Проходящая мимо женщина остановилась и поздоровалась. Значит, вы новые соседи будете? – спросила. Да, супруги Сухоруковы, сказала прибывшая, просим любить и жаловать. Подошёл другой сосед, Николай Синицын, средних лет, коренастый и бородатый (впрочем, бороды тогда носили все мужчины, если не бороды, то усы и бакенбарды; поросль на лице была в моде). Занести вещи в дом помог Николай.
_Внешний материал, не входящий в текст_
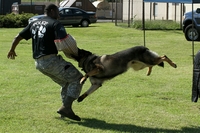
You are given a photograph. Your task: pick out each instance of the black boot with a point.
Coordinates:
(66, 110)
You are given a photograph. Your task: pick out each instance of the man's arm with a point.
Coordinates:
(11, 53)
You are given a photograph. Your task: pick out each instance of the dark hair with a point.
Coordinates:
(50, 7)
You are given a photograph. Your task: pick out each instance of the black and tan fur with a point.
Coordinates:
(102, 68)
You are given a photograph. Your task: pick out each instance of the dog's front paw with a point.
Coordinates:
(174, 65)
(80, 99)
(83, 79)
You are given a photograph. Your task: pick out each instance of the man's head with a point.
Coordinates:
(52, 11)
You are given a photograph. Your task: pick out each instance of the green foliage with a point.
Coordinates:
(129, 103)
(156, 25)
(15, 20)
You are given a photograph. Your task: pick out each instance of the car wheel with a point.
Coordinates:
(191, 33)
(84, 23)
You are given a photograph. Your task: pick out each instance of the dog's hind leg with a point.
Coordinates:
(93, 72)
(92, 88)
(149, 71)
(165, 58)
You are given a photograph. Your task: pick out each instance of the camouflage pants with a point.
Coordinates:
(61, 72)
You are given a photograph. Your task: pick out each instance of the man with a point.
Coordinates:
(45, 34)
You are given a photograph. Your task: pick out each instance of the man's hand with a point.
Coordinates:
(11, 55)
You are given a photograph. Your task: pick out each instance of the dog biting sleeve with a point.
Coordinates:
(196, 78)
(67, 45)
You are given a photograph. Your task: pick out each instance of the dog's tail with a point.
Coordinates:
(161, 64)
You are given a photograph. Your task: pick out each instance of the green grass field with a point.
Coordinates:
(131, 102)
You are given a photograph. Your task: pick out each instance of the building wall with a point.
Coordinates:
(6, 6)
(155, 11)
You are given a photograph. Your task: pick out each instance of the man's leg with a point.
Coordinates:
(66, 75)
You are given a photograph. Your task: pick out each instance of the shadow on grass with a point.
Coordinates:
(103, 125)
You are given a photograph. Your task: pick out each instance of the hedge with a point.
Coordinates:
(15, 20)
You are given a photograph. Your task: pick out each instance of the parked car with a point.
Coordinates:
(192, 29)
(72, 16)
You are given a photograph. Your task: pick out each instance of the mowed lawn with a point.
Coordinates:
(131, 102)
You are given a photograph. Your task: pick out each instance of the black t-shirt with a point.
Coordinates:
(43, 33)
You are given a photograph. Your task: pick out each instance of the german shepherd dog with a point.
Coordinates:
(102, 68)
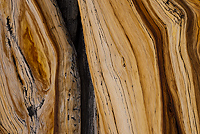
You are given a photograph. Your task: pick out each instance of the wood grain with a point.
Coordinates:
(40, 85)
(143, 57)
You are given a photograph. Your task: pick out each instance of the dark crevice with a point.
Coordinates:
(71, 15)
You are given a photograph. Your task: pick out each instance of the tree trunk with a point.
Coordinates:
(40, 85)
(138, 62)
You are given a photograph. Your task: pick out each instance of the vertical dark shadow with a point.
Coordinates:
(71, 15)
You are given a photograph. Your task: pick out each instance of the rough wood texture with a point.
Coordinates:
(143, 57)
(39, 82)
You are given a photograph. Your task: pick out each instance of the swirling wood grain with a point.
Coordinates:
(144, 62)
(39, 82)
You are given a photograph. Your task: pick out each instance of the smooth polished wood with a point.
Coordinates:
(39, 81)
(144, 62)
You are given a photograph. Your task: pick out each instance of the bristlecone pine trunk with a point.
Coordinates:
(99, 66)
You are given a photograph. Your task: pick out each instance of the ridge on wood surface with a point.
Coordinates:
(40, 86)
(143, 57)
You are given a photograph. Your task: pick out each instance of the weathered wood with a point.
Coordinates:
(40, 86)
(143, 57)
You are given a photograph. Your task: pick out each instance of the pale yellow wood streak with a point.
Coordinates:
(123, 65)
(39, 83)
(144, 64)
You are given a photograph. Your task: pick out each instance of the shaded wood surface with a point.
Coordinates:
(140, 58)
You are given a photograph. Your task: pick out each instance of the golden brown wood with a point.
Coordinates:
(144, 62)
(40, 91)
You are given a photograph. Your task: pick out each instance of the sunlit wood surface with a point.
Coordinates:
(39, 83)
(144, 62)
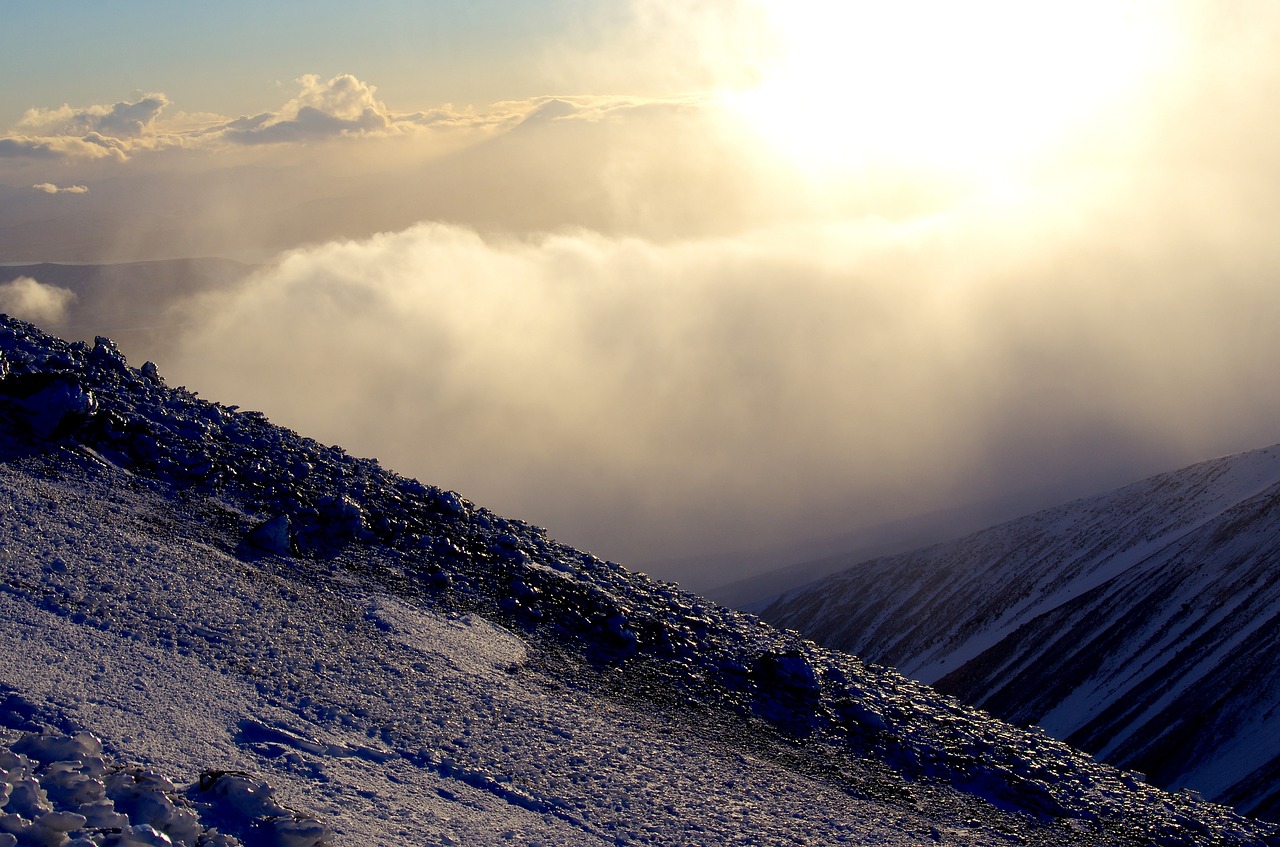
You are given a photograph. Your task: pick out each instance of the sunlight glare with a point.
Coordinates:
(944, 86)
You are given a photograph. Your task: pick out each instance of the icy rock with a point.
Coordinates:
(300, 833)
(50, 403)
(273, 536)
(71, 788)
(142, 796)
(101, 814)
(62, 822)
(48, 749)
(144, 836)
(28, 799)
(106, 352)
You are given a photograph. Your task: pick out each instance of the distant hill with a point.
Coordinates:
(1141, 625)
(128, 301)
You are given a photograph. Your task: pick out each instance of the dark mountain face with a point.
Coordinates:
(1141, 625)
(219, 595)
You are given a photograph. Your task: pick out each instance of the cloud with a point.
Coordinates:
(122, 119)
(649, 399)
(339, 106)
(50, 188)
(32, 301)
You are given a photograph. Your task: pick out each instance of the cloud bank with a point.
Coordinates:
(638, 325)
(650, 399)
(33, 301)
(50, 188)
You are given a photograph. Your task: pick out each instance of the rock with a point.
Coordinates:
(273, 536)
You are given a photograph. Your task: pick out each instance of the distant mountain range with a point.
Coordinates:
(1141, 625)
(216, 632)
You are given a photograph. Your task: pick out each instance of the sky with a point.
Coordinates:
(680, 279)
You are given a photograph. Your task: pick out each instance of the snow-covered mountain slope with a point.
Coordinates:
(273, 642)
(1141, 625)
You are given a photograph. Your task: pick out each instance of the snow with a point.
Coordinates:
(392, 664)
(1133, 623)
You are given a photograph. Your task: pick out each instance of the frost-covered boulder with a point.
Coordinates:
(60, 791)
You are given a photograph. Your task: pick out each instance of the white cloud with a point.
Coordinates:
(32, 301)
(50, 188)
(650, 399)
(122, 119)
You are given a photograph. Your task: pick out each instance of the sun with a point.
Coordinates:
(959, 87)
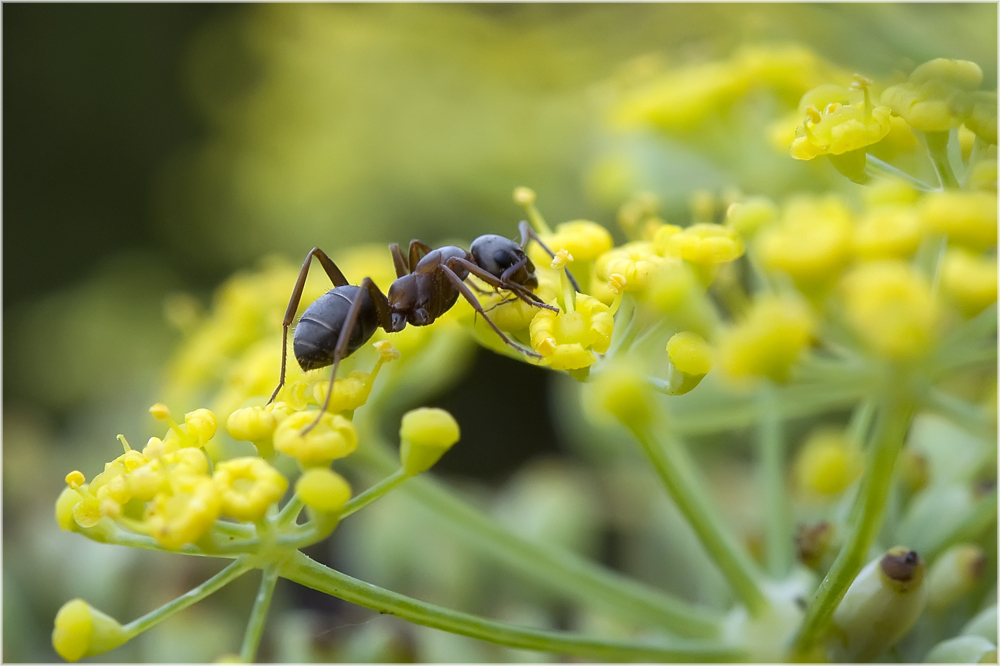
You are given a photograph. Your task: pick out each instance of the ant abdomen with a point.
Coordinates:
(317, 332)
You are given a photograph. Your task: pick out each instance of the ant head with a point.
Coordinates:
(495, 254)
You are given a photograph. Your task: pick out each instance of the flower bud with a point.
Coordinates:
(623, 392)
(323, 490)
(425, 434)
(82, 631)
(251, 424)
(881, 605)
(333, 437)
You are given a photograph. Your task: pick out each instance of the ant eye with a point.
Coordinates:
(504, 258)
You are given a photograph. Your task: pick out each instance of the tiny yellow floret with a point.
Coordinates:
(623, 392)
(568, 340)
(248, 486)
(637, 262)
(82, 631)
(425, 434)
(768, 342)
(184, 511)
(68, 499)
(703, 243)
(827, 463)
(892, 308)
(323, 490)
(970, 279)
(333, 437)
(689, 353)
(251, 424)
(813, 242)
(891, 231)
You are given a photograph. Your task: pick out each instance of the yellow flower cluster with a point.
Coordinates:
(167, 491)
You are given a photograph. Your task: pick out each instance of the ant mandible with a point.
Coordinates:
(428, 283)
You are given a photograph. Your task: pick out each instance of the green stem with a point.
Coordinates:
(255, 627)
(732, 412)
(777, 517)
(555, 568)
(971, 418)
(378, 490)
(290, 512)
(307, 572)
(680, 476)
(881, 168)
(872, 497)
(216, 582)
(937, 147)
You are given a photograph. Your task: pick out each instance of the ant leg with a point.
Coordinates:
(528, 232)
(340, 351)
(399, 261)
(469, 296)
(518, 290)
(417, 252)
(338, 280)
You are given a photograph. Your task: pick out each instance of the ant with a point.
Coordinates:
(428, 283)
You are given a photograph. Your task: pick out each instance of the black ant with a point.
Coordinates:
(428, 283)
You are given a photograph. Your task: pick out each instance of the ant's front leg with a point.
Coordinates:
(474, 302)
(527, 231)
(338, 280)
(518, 290)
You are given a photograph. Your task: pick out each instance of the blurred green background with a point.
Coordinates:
(155, 149)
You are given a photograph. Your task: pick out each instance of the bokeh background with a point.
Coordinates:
(152, 150)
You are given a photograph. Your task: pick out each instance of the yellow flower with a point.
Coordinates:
(637, 262)
(568, 339)
(251, 424)
(583, 239)
(970, 279)
(184, 510)
(622, 391)
(835, 128)
(333, 437)
(690, 353)
(83, 631)
(146, 481)
(690, 360)
(813, 242)
(768, 342)
(888, 232)
(248, 486)
(749, 216)
(983, 118)
(967, 218)
(937, 95)
(425, 434)
(892, 308)
(69, 498)
(706, 244)
(827, 463)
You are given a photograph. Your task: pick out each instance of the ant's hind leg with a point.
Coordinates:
(527, 231)
(474, 302)
(338, 280)
(418, 251)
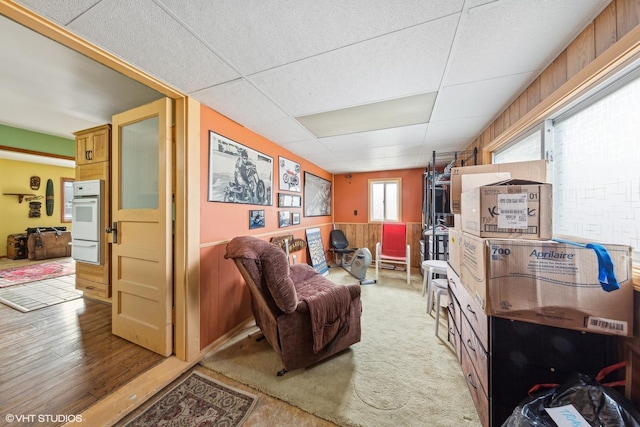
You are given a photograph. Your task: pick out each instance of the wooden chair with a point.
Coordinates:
(393, 247)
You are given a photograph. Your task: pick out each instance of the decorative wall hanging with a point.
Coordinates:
(317, 195)
(256, 218)
(289, 174)
(316, 251)
(238, 174)
(34, 182)
(284, 219)
(49, 197)
(289, 201)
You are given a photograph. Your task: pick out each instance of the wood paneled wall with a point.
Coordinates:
(367, 235)
(613, 23)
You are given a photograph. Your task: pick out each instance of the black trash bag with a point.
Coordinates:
(598, 404)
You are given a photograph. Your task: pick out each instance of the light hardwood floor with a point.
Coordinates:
(63, 360)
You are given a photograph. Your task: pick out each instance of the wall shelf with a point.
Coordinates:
(20, 195)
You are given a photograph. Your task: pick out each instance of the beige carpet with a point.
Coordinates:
(400, 374)
(43, 293)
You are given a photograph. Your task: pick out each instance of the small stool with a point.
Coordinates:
(429, 268)
(439, 288)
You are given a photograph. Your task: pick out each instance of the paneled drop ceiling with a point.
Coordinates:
(361, 85)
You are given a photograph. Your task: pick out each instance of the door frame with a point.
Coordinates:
(186, 171)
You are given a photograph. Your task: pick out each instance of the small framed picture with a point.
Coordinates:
(256, 218)
(289, 200)
(284, 219)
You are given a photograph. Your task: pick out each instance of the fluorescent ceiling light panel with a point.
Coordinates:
(410, 110)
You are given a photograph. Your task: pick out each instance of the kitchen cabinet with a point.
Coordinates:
(502, 358)
(95, 279)
(93, 145)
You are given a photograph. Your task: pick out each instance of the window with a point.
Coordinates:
(595, 177)
(385, 199)
(593, 154)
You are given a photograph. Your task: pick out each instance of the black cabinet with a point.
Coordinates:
(525, 354)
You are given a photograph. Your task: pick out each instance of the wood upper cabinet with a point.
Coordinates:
(93, 145)
(92, 162)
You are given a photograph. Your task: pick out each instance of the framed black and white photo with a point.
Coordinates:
(317, 195)
(256, 218)
(284, 219)
(289, 175)
(237, 173)
(289, 200)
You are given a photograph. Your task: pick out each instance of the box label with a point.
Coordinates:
(512, 211)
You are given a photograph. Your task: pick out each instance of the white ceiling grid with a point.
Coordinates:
(264, 63)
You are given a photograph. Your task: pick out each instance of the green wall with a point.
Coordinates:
(34, 141)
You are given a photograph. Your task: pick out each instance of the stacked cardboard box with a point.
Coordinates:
(501, 249)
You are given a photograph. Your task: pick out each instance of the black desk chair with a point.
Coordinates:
(340, 247)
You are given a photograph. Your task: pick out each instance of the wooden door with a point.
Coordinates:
(142, 273)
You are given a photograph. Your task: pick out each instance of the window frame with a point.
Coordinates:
(398, 202)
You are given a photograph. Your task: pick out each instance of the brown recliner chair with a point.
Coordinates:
(302, 314)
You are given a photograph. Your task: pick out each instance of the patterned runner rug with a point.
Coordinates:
(197, 400)
(31, 273)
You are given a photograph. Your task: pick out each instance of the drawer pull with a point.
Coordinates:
(471, 383)
(470, 346)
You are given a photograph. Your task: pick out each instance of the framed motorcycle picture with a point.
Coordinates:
(289, 175)
(238, 174)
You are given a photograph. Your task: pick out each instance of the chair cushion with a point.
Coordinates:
(274, 266)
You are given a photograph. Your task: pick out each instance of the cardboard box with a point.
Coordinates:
(548, 282)
(511, 209)
(535, 170)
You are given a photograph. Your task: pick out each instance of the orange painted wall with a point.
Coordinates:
(352, 194)
(224, 298)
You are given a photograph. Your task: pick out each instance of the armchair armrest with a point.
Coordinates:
(301, 272)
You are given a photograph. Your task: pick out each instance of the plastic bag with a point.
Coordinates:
(598, 404)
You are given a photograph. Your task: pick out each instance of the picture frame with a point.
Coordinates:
(317, 195)
(237, 173)
(289, 175)
(256, 218)
(289, 200)
(284, 219)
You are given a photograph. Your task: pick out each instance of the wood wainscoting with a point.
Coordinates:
(367, 235)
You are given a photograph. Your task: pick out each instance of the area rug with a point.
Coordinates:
(198, 400)
(30, 273)
(44, 293)
(400, 374)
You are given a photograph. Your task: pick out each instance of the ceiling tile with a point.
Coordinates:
(513, 36)
(465, 129)
(62, 12)
(255, 35)
(379, 69)
(151, 39)
(239, 100)
(479, 97)
(407, 135)
(282, 131)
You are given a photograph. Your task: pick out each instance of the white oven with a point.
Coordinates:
(86, 222)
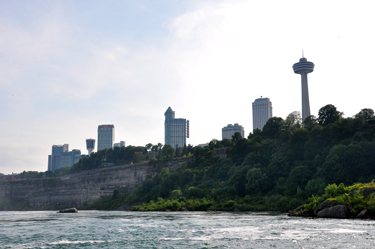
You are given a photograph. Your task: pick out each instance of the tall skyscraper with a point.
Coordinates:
(262, 111)
(69, 158)
(54, 160)
(228, 131)
(90, 145)
(303, 67)
(120, 144)
(106, 136)
(174, 130)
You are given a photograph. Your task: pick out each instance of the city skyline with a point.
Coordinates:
(69, 66)
(262, 111)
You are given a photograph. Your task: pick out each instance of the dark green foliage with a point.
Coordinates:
(328, 115)
(274, 169)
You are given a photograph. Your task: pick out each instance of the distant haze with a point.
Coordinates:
(69, 66)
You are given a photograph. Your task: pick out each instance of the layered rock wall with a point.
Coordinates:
(80, 189)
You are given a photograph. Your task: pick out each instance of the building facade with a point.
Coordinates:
(90, 145)
(262, 111)
(54, 160)
(68, 159)
(228, 131)
(106, 136)
(120, 144)
(174, 129)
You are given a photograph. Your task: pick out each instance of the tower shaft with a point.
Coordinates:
(303, 67)
(305, 96)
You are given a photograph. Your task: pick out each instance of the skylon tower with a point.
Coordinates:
(303, 67)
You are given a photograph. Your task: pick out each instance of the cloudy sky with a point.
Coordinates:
(68, 66)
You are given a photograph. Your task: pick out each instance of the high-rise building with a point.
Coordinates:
(303, 67)
(106, 136)
(228, 131)
(90, 145)
(174, 129)
(262, 111)
(54, 160)
(120, 144)
(69, 158)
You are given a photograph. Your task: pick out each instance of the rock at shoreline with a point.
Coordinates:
(339, 211)
(69, 210)
(324, 205)
(299, 211)
(362, 214)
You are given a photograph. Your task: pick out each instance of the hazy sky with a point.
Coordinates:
(68, 66)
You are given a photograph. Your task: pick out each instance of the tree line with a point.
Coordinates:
(276, 168)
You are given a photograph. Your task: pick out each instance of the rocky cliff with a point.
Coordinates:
(77, 190)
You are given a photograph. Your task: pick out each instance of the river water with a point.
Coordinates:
(102, 229)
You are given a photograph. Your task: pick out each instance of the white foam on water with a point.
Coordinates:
(62, 242)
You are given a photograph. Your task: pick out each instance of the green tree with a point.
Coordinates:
(271, 128)
(256, 181)
(149, 146)
(168, 151)
(236, 137)
(328, 115)
(137, 157)
(310, 122)
(366, 113)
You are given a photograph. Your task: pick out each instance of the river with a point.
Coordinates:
(116, 229)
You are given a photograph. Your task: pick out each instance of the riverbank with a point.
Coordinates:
(355, 201)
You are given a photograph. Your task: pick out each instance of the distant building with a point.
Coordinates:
(228, 131)
(54, 160)
(262, 111)
(106, 136)
(68, 159)
(174, 129)
(120, 144)
(90, 145)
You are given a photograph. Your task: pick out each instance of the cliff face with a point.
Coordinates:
(79, 189)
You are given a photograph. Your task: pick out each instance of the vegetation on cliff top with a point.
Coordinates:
(274, 169)
(357, 197)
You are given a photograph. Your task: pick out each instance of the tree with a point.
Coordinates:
(237, 136)
(366, 113)
(256, 181)
(256, 132)
(328, 115)
(149, 146)
(155, 148)
(271, 128)
(310, 122)
(137, 157)
(168, 151)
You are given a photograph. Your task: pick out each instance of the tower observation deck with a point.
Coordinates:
(303, 67)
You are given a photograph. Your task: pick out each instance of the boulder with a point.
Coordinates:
(299, 211)
(339, 211)
(367, 191)
(69, 210)
(362, 214)
(324, 205)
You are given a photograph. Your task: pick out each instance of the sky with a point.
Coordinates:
(68, 66)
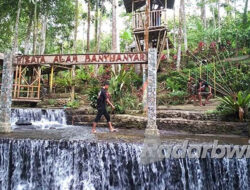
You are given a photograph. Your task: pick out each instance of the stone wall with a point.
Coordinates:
(193, 122)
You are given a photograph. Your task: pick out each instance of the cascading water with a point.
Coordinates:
(42, 118)
(47, 164)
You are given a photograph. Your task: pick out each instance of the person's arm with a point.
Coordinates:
(108, 101)
(210, 89)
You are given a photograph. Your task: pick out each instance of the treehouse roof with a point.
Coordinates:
(139, 4)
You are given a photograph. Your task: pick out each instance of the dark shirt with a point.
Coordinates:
(101, 100)
(204, 85)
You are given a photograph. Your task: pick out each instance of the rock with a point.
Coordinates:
(23, 122)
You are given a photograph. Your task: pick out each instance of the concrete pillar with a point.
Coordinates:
(151, 92)
(6, 95)
(151, 152)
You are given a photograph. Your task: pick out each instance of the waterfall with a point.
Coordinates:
(42, 118)
(46, 164)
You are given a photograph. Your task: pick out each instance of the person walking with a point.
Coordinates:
(102, 101)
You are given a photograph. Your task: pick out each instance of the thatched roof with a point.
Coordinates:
(128, 4)
(1, 56)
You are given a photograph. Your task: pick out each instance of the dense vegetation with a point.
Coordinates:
(214, 47)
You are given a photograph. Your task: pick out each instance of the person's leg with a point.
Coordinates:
(208, 98)
(97, 119)
(200, 98)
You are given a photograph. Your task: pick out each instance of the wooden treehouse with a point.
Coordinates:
(155, 27)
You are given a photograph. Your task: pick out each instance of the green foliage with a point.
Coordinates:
(64, 79)
(126, 38)
(177, 97)
(176, 81)
(73, 104)
(127, 102)
(51, 102)
(230, 106)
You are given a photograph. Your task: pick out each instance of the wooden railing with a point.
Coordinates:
(157, 18)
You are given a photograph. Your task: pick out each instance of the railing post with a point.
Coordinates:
(6, 94)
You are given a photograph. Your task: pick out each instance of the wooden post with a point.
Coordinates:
(146, 42)
(73, 83)
(19, 82)
(51, 79)
(151, 93)
(16, 77)
(146, 29)
(200, 70)
(39, 82)
(6, 94)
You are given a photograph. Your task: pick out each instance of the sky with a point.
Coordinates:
(190, 6)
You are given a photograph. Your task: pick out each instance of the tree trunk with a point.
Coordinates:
(219, 21)
(203, 13)
(88, 29)
(43, 33)
(114, 31)
(96, 23)
(76, 27)
(27, 38)
(75, 51)
(114, 28)
(184, 27)
(245, 15)
(178, 64)
(15, 42)
(174, 36)
(34, 28)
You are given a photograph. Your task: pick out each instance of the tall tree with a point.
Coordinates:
(43, 32)
(219, 20)
(100, 27)
(174, 36)
(178, 64)
(96, 23)
(88, 27)
(203, 13)
(35, 27)
(245, 14)
(184, 26)
(27, 37)
(15, 42)
(75, 50)
(114, 27)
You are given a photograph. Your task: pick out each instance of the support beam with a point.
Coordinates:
(51, 79)
(73, 75)
(151, 94)
(6, 95)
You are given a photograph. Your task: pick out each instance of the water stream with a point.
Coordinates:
(27, 164)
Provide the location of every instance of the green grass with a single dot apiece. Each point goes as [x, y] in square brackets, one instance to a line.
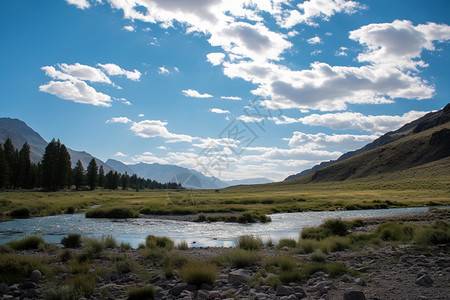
[249, 242]
[197, 273]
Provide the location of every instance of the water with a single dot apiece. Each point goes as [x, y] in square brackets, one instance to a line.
[219, 234]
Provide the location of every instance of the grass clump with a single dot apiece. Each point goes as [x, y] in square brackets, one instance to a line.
[141, 293]
[159, 242]
[72, 240]
[115, 212]
[14, 268]
[286, 242]
[197, 273]
[249, 242]
[27, 243]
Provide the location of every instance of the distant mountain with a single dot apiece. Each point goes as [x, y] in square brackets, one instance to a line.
[428, 121]
[19, 133]
[425, 141]
[249, 181]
Сейчас мы займёмся уборкой, сказала ему Соня (так звали молодую даму), а вечером пожалуйте к нам на чашку чая.

Супруги Сухоруковы, видимо, собирались здесь жить долго и счастливо, так как очень скоро (едва ли не на следующий день после своего вселения) затеяли ремонт. Прибыла подвода с досками и инструментом. Кроме пилы, топора и молотка, из телеги вынули две-три кирки, столько же ломов и лопат. Это почему-то заинтересовало сына Николая Синицына, Федьку, лет одиннадцати, находившегося на улице, и он поделился своим наблюдением с отцом. Ну, и что! – сказал отец. – Может, подполье копать собираются. Или ямы для столбов, чтобы беседку в саду соорудить. Да мало ли… А мешки зачем? – спросил Федя. Какие мешки? Они там ещё мешки привезли, большие и крепкие. Картошку будут сажать! – недовольно бросил отец. – Займись, Федька, делом и не задавай глупых вопросов. Но мальчика не устроило объяснение родителя. Своя версия сложилась у него в голове. Где-то в старом доме или неподалёку от него зарыт клад, думал он, вот зачем нужны кирки и лопаты. И с этой минуты стал он б о л ь ш е уделять внимания новым соседям.

Внешне, то есть снаружи дома, ремонт никак не проявлялся. Более того, дом теперь выглядел ещё заброшеннее, чем до въезда туда жильцов, потому что они заколотили досками окна. Зачем они это сделали? – недоумевал Николай. – Правда, в некоторых окнах не было стёкол, но они забили и застеклённые. Однако Николай принадлежал к той породе людей, которые не любят ребусов, и если ответ не находится сразу, то они попросту отворачиваются от задачи, говоря себе: Значит, так надо. Так он поступил и в этот раз. Сын же его ещё более уверился в своих подозрениях.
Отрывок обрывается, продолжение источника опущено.